Testing an application's performance in the cloud begins with understanding the infrastructure of your public cloud environment. Learn which elements to watch for and how to optimize your cloud-based performance testing environment.
As more IT organizations become comfortable with the public cloud and look to leverage it for critical applications, performance testing engineers must be prepared to test effectively in the public cloud environment. As a performance testing engineer, you must understand that performance testing in the public cloud requires a detailed understanding of the cloud infrastructure and the effects that infrastructure can have on performance testing results. You should be aware of important infrastructure considerations that can significantly affect your load testing efforts while setting up your cloud-based load testing environment and interpreting the results of your efforts.
The more that you know about cloud-based infrastructure environment variables, the more confident you will become with the performance metrics that your load testing tool produces and the more information you will have to apply to the interpretation of the load testing tool results. At the core of a typical instance of a public, cloud-based environment sits a physical server or servers, of which the physical characteristics (server class, CPU, memory speed, disk speed, etc.) may or may not be known to you. Some public cloud vendors are not straightforward with the hardware configuration that your instance runs on. Do not be afraid to contact the cloud vendor for this information.
Typically, you or the administrator will know the instance size or type. For example, on the cloud-based Amazon Web Services (AWS) platform, you have the option of several sizes. Some of the hardware-specific details for each size are published in the documentation, providing transparency to the physical characteristics of the machine that your instance sits upon. Just as with a non-cloud-based load testing environment, you need to be fully aware of the instance type and related characteristics that are targeted for your production environment. You must run the load tests with the appropriately matched instance type that is targeted for production. Not doing so is akin to testing one class of server in a typical non-cloud load environment while knowing that your production environment will have a completely different class of server.
The next critical component in the public cloud architecture stack is the virtualization software, which sits on top of the physical machine. You likely will not be aware of which virtualization product is in use, but the specific product is not important. What is important is that the cloud vendor should have only one product across its entire offering, Check with your vendor prior to making that assumption.
Virtualization software introduces overhead that you would not have in a typical on-premises load testing environment. Effectively, this will reduce the user-facing processing power and throughput of that server (and therefore the number of users that it can handle simultaneously) by a marginal amount. Some studies suggest the average reduction is about 10-15 percent, and my personal testing experience has supported that number. A key variable working in your favor is that the virtualization software is supported by the underlying hardware, and the two work together to make the virtualization experience as efficient as possible.
The next important aspect you need to consider is that you may not know how many other users you share your server with. The whole purpose of the previously described virtualization layer is to allow the cloud vendor to “rent” space to several customers on a physical server. Obviously, this is a critical variable that you need to be aware of. Your challenge is to decode the physical infrastructure resources that others may be sharing with you. This data will be highly dependent on your particular vendor’s internal infrastructure, so you are going to need to do some research to get this information. For example, within the AWS cloud, shared resources include the network and the disk subsystem. This means that you will want to pay particular attention to performance metrics that those resources would affect throughout your testing, because other customers who run an instance on your server can affect the availability of those resources and thereby your user’s performance experience.

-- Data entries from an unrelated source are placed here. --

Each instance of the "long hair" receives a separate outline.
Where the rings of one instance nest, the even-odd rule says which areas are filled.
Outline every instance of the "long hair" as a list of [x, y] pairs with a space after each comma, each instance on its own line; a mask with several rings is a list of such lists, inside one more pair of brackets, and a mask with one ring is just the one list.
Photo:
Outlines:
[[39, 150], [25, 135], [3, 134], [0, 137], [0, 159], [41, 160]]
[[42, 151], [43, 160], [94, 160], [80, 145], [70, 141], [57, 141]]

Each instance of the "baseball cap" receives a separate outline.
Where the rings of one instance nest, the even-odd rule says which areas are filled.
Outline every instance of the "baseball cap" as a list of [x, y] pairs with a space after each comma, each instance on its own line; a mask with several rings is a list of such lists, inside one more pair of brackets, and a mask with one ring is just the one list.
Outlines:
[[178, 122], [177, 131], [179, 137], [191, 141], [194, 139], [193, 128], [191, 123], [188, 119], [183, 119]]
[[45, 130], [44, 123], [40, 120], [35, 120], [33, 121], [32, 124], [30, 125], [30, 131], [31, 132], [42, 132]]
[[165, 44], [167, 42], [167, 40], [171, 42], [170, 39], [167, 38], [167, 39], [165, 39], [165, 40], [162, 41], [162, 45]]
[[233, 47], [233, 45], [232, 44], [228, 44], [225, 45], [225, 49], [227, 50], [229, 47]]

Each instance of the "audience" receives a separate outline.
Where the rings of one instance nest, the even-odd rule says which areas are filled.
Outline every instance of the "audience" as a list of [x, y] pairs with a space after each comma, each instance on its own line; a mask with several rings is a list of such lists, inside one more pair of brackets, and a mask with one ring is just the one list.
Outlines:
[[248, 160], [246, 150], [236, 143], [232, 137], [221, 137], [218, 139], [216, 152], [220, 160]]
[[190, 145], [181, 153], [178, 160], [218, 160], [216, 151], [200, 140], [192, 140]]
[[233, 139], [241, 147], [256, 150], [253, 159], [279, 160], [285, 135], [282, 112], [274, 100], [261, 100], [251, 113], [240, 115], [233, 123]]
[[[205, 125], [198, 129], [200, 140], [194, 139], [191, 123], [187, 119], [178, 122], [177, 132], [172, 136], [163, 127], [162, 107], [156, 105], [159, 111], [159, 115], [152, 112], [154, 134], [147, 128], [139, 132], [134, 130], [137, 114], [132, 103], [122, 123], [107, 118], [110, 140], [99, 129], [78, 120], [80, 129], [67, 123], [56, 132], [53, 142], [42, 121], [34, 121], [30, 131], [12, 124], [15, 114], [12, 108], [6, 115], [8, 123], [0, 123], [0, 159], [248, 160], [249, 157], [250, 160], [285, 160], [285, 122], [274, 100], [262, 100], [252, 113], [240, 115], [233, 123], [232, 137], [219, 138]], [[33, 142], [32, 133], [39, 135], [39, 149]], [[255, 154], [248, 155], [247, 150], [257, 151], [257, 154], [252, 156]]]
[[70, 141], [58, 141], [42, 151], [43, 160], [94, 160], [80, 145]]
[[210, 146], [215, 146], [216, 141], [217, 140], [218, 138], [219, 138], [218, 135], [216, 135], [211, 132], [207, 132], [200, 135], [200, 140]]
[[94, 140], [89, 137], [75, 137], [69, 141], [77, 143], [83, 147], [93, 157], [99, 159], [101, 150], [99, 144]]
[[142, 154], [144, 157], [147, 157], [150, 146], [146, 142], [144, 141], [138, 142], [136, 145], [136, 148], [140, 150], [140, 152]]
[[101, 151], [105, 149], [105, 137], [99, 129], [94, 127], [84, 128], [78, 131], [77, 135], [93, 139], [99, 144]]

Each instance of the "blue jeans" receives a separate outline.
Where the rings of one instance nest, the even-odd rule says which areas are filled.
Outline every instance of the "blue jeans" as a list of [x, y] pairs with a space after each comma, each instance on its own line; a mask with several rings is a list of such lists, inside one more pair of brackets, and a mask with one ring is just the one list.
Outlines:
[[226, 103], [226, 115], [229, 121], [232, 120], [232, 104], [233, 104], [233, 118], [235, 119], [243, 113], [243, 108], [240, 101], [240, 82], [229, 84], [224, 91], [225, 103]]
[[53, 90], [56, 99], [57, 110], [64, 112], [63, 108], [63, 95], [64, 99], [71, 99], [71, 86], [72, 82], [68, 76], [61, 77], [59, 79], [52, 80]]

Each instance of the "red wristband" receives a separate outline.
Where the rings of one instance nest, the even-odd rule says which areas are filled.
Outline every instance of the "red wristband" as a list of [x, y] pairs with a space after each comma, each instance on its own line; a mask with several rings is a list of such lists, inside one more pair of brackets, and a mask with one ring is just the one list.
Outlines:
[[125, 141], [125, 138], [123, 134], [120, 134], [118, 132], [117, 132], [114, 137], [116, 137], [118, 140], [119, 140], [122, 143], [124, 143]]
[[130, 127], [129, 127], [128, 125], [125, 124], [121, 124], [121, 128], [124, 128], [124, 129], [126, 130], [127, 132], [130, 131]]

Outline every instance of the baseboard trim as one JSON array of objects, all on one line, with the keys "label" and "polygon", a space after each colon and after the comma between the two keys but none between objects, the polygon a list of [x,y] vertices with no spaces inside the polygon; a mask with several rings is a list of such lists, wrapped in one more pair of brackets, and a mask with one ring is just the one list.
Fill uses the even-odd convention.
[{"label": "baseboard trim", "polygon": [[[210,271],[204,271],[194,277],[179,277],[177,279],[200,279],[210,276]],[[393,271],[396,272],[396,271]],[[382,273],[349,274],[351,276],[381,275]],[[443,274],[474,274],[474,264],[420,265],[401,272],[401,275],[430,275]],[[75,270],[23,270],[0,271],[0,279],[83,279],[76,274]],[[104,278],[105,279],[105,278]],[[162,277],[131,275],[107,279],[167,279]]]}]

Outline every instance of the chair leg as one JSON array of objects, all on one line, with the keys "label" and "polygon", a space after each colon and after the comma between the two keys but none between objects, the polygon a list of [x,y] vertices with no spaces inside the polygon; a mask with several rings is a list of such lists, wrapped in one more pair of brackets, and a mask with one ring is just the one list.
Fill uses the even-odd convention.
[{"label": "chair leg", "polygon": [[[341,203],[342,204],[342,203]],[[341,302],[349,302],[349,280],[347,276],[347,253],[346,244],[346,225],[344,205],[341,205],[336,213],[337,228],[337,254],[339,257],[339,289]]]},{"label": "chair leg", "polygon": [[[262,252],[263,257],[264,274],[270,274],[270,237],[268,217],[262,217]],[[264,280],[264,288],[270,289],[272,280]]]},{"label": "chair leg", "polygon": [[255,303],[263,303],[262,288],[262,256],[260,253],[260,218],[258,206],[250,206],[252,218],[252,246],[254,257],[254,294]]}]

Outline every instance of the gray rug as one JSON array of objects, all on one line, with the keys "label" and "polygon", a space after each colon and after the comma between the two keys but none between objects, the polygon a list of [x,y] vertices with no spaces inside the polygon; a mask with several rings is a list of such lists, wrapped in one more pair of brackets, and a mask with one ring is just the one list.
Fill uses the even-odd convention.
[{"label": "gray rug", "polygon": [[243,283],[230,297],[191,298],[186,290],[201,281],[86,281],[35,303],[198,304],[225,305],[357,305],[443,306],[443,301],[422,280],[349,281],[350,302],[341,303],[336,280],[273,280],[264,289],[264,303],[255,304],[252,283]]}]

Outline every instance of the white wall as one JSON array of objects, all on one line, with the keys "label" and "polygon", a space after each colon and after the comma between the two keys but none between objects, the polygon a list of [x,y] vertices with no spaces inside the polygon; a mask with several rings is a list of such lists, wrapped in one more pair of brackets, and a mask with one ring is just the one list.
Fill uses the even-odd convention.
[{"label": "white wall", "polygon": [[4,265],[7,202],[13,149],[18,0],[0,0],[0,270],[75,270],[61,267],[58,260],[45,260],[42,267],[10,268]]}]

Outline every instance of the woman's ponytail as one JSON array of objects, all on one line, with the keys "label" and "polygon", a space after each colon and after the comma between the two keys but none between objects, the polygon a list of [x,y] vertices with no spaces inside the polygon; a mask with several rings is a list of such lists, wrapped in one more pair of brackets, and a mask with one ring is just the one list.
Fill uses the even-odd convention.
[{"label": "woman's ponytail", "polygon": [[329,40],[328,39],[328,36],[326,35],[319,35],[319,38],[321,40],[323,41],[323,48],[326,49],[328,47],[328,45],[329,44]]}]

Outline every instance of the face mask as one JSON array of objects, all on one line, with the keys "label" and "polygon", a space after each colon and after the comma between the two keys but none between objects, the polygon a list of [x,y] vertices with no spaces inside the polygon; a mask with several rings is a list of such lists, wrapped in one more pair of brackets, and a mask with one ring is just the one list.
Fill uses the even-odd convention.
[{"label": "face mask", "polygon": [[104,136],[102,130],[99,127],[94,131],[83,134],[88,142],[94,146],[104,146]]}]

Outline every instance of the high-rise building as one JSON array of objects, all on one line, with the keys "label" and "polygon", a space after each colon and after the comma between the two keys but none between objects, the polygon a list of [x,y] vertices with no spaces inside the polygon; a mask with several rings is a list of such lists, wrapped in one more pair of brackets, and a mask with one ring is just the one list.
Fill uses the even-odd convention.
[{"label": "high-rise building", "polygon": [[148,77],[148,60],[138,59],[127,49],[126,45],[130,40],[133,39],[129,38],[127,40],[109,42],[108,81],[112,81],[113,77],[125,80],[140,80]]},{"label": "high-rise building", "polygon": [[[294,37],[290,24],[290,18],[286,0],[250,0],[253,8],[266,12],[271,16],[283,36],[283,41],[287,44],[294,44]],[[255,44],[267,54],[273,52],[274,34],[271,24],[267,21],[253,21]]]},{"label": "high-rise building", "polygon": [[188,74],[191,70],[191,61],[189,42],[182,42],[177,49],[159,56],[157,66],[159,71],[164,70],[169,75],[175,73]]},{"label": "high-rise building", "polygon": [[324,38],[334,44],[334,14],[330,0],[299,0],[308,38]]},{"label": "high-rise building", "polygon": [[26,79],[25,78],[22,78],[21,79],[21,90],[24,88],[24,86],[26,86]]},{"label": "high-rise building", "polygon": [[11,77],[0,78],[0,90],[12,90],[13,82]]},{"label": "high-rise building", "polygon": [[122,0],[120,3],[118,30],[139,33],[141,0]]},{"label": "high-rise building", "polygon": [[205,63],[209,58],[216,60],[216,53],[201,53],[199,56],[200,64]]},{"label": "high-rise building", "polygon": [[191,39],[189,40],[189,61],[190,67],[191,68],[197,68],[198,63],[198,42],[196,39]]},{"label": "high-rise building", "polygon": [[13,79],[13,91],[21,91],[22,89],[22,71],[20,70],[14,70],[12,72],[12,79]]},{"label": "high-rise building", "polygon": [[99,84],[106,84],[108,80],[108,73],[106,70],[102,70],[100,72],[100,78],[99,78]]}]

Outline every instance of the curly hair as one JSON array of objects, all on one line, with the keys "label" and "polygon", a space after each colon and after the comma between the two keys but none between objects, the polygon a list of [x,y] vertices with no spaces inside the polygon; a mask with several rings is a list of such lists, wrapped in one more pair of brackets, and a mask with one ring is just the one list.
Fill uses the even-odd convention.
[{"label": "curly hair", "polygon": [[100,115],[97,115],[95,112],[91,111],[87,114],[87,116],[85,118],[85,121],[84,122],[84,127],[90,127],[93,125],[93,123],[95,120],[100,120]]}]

There are some protective mechanisms that you can put in place to limit the risk of excessive resource utilization from other instances utilized by other customers. For example, AWS offers different levels of I/O, including a very high I/O option (10 GB Ethernet) with its cluster computing instance option. While you may still share that I/O controller with other users, the increased amount of bandwidth you have offers significantly more protection from typical spikes in activity. Additionally, the vendor may offer options that restrict the number of users sharing your server or cluster of servers, possibly including an option in which you are the exclusive user.
The key thing to be wary of is that the cloud is a highly shared platform, which will affect your application’s performance depending on the activity of other users sharing the underlying physical infrastructure. This demand will be largely unpredictable in your public cloud production environment and is an ongoing risk that must be mediated.
Having an extensive amount of performance data in the form of a baseline from testing in the environment will allow you to protect against some of this risk. One of your most powerful tools is to run multiple longevity tests to establish this baseline. A longevity test is a series of tests performed at a steady and controlled load rate over an extended period of time (eight hours or more) that will allow you to closely monitor the behavior and performance data of your application. Although you are monitoring your application behavior and performance metrics during these tests, you are also indirectly monitoring the behavior of the other users who are sharing server resources with you. For example, if you have lengthy baseline data of a certain performance metric that suddenly spikes higher for a given period of time and then levels back off, you may have just indirectly measured the effect of another user taking up a significant amount of network bandwidth or briefly utilizing a large portion of the disk subsystem. As long as your application performance metrics have not exceeded their performance requirements during the longevity test, you can reasonably assume that, over time, this activity will average out and continue to result in acceptable performance of your application.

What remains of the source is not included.